RumbleDB / rumble

⛈️ RumbleDB 1.22.0 "Pyrenean oak" 🌳 for Apache Spark | Run queries on your large-scale, messy JSON-like data (JSON, text, CSV, Parquet, ROOT, AVRO, SVM...) | No install required (just a jar to download) | Declarative Machine Learning and more
http://rumbledb.org/
Other
213 stars 82 forks source link

using rumbledb interactively #306

Closed pjfanning closed 5 years ago

pjfanning commented 5 years ago

I'd be interested in trying to have a JVM which accepted HTTP requests that included JSONiq queries and that used rumbledb code to run the queries. The rumbledb samples use spark-submit to run queries from the command-line or from a shell. I would like to leave the HTTP server running over extended periods and create a UI that interacted with it.

I would appreciate if someone could give me some advice on where to start.

ghislainfourny commented 5 years ago

Hello and many thanks for your interest in Rumble.

I think it should be doable in a simple way by using the same internal JSONiq execution API used by the CLI and the Shell. It may be a nice opportunity to make this API "official" for all who want to invoke queries in other ways than the Shell (including HTTP). Also, this is something that would be nice to have as a public "try-it-out" page.

Before we dig more, could you elaborate on these two points? The simplest HTTP server I can imagine receives a JSONiq query (POST) and reads data from no input, and outputs something small enough to be sent as an HTTP response. A more elaborate HTTP server would have an underlying cluster.
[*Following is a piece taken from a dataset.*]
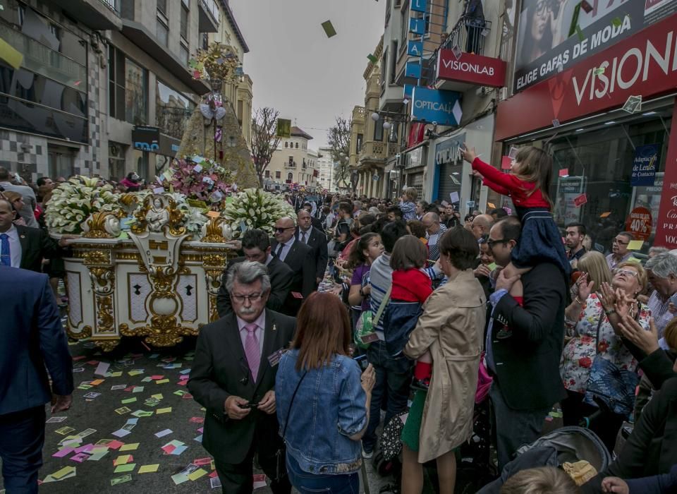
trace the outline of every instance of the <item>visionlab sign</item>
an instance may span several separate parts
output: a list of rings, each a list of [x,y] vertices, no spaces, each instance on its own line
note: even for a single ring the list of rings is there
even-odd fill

  1. Input: do you plan to support only queries with no input (parallelize)? Or if you need to read large datasets, where would the data lie (would you have your own internal cluster reachable from the HTTP server)?
  2. Output: do you plan to support queries with only short output (printable to screen and reasonable size to download)? Or if you need to output large files: where to (again, an internal cluster)?

Thanks!

pjfanning commented 5 years ago

Thanks @ghislainfourny for your detailed response. I agree that there a quite a few different scenarios that could be supported. In my use case, I would be dealing with reasonably sized data sets so would like to return the data in the HTTP response. The data to process would already be stored in HDFS or maybe in AWS S3.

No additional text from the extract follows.